Por que falar deste tema: a dificuldade de relacionar-se?

Eu creio que nós, como evangelizadores, temos de eleger os temas que acreditamos ser pertinentes dentro do contexto da evangelização. O Evangelho abrange toda a nossa vida, tudo aquilo que somos como pessoa; por isso é importante que descubramos como é que construímos as nossas relações e como estabelecemos os nossos relacionamentos. Uma vez que nós queremos conversão – e isso significa entrar na dinâmica do processo de Deus em nós – precisamos analisar aquilo que é fraco em nós.

O meu desejo de escrever algo que falasse sobre isso era, justamente, traduzir um pouco daquilo que (eu creio) seja urgente dentro do contexto da evangelização. Nós precisamos traduzir de maneira muito humana, muito concreta o que significa ser de Deus. Assumir essa condição de pessoa, essa postura, esse jeito de ser gente, buscando a inteireza o tempo todo é, sem dúvida, viver o processo de santidade. É uma tradução muito atual daquilo que chamamos de santidade.


Em sua opinião, o mundo está nos apresentando pessoas mais interesseiras?

Tenho muito medo das pessoas que geram opinião pública. A mídia funciona muito com essas aparições meteóricas de pessoas que, porque ficaram trancafiadas dentro de um reality show – e ganharam [o prêmio] – tornam-se celebridades e têm sempre alguma coisa a dizer, mesmo que não estejam preparadas para isso. Essas pessoas geram comportamentos, atitudes. Isso é muito preocupante, porque quando temos uma cultura nivelada em celebridades, que não têm o que dizer, acabamos nos "nivelando por baixo" também.

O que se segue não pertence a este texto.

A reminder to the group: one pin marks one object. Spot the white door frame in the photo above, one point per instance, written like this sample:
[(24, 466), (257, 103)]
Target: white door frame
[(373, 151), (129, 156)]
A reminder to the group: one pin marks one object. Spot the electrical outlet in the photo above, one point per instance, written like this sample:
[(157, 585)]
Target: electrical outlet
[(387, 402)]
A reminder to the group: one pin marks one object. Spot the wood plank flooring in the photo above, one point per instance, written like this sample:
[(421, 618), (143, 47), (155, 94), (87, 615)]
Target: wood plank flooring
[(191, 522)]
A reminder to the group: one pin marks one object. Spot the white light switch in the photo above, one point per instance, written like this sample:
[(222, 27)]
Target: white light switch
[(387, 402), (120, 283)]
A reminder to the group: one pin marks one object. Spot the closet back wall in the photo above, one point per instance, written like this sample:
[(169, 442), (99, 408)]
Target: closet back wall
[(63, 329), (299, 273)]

Precisamos – como homens e mulheres cristãos – trazer cada vez mais a figura de Jesus para o contexto da sociedade. E traduzir Cristo é, de alguma forma, combater esse tipo de "modelo de não sei o quê", que gera um comportamento altamente desqualificado, despersonalizado, mas que, infelizmente, por falta de reflexão, acabamos engolindo de qualquer jeito.

Como é possível que alguém nos roube de nós mesmos?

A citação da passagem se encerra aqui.